The videos of the murderously brutal assault on the offices of the Charlie Hebdo magazine in Paris and the hostage-taking of a kosher supermarket a few arrondissements away could have come out of the minds of Jerry Bruckheimer and Michael Bay, producer and director, respectively, of extremely enjoyable violent action movies. The aftermath too, recalled the television action series 24, in which Jack Bauer, the protagonists, hunts down the terrorists and despatches them with extreme prejudice, much to the approval of his superiors.

What I found notable was the degree of press coverage that the three days in Paris received, and the global reaction by world leaders, when at the same time Nigeria's Boko Haram had stepped up its war by massacring 2,000 northern Nigerians in its quest to build its own Islamic state. There were no online videos of the murderousness of Boko Haram. Other than token words of condolence, the world largely ignored the brutal massacre. You can bet that there won't be a Paris-like assemblage of despots in Lagos to stand in solidarity with the government of Nigeria.

Nigeria is truly unique.
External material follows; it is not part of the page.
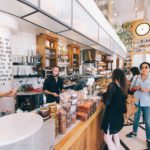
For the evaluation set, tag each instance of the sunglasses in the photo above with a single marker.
(146, 67)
It is exceptional in Africa. It has one of the most vibrant economies in Africa, one that seems to thrive despite the prevalent official corruption of the federal and state governments. Its entrepreneurs are the envy of the continent, its footballers are world renown. It has the largest movie and television industry in Africa. And despite Ebola, Boko Haram, 419 scams and drug kingpins, Nigeria is the light that shines on Africa, not the still-segregated South Africa or the army-run Egypt. Nigeria is what Africa aspires to become when it grows up.

There are many lessons to be learned from Nigeria, despite the official global cold shoulder. Kenya, however, seems to be learning the wrong lessons, encouraging rampant graft down to the smallest administrative and political unit. We are permitting pro-violence Islamists and organised crime militias, as well as drug kingpins, to rise and thrive. It is only a matter of time before Kenya is facing an odious global reputation for Islamist militancy, runaway violent crime and being a hub in global narco-trafficking. Wait! That moment is now!

We have been regaled by stories of how civilised people behave by some of the great and the good of this fine nation. It is time someone showed them that among the great and the good are to be found some of the least civilised beings on God's Green Earth. And that is OK. We were never going to forge Proper British Traditions in a century; it took the United Kingdom more than 400 years to accept the benefits of good dental hygiene! In the period between the laying of the first rail tracks in 1897 and now, we have somehow managed to hold together a country made up of close to a hundred ethnic and sub-ethnic groups without resorting to military juntas, or succumbing to failed-state status, though we have come close once or twice.

So, chin up. We have our own Boko Harams and, thanks to the mysterious seventy-seven Chinese in Runda, the makings of our own 419 scams. Our drug problem is growing at about the same pace as Nigeria's did in the 1990s too. Political violence is the norm rather than the exception. And graft, petty and grand, makes us brothers and sisters. Perhaps, following the Nollywood script, it will not be long before we start bragging of how many yachts and super-yachts we own, how many Ferrari and Bugatti show rooms are opening in Kenya, and how many Nigerian girls are ensnaring Kenyan oil tycoons in order to pay for expensive skin-lightening procedures performed by celebrity dermatologists in the United Kingdom.